Sesenta años juntos y todavía se emociona cuando pasa un rato sin
verme. Dani, cuando tú te hagas grande y te enamores de una
muchacha, tienes que ser como el abuelo. Y la harás muy feliz.
La
miro y me parece un sueño. Por eso me emociono. Porque no concibo la
vida sin ella. Sin mi Daniela. Toma, te he traído un poco de zumo
para la pastilla. En cuanto te lo bebas nos vamos. Muuuy bien. Voy a
llevar el vaso a la cocina y cuando vuelva quiero verte con los
zapatos atados y preparado para salir.

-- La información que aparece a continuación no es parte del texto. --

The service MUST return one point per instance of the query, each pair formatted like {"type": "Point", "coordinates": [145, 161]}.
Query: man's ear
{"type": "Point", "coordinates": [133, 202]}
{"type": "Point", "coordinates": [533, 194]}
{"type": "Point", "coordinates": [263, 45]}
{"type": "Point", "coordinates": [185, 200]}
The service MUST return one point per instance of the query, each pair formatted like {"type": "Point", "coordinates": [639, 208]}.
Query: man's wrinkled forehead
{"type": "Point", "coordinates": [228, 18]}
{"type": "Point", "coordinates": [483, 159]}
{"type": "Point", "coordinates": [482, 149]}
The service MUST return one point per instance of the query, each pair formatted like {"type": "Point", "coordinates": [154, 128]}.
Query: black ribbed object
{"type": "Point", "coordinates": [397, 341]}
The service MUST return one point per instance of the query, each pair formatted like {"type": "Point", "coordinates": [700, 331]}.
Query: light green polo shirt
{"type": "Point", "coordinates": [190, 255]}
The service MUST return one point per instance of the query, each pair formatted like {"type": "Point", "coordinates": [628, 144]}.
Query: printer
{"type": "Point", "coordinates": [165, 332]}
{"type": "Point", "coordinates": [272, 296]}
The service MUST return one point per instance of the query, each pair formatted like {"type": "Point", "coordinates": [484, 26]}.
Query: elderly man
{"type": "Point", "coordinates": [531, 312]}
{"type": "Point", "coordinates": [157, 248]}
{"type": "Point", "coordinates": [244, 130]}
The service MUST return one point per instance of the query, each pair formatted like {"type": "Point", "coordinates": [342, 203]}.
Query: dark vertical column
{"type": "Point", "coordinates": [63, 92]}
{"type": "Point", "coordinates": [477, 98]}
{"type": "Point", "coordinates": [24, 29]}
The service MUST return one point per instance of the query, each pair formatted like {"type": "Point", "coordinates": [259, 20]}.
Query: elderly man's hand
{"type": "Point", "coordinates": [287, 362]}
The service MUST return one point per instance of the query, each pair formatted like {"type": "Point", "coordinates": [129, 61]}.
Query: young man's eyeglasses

Me besa en los labios y se
marcha con el vaso y una sonrisa radiante. No te preocupes, cariño,
estoy listo en un momento.
Me agacho para
atarme los zapatos. Al hacerlo, cruzo la mirada con un viejo espejo,
apoyado contra una de las hojas del ventanal. El marco es de latón y
tiene forma de sol. Me trae muchos recuerdos. Me asomo tímidamente y
contemplo mi reflejo. No sé por qué, temía encontrar a un viejo
cascarrabias al otro lado, o a un carcamal con el rostro desfigurado
por la parálisis. En vez de eso, el espejo me devuelve la imagen de
un muchacho muy alegre, el mismo que ochenta años atrás hacía
morisquetas con su padre, sin poder dejar de reírse. Ese muchacho
soy yo. Lo último que veo, también en el espejo, es a mi Daniela
entrando por la puerta. Viene a buscarme para ir al parque. Está más
hermosa y encantadora que nunca, con su sonrisa de niña. Luego, de
pronto, a mis dedos les faltan fuerzas para apretar los cordones y
dejo caer los brazos. ¿Abuelo? ¿Abuelo?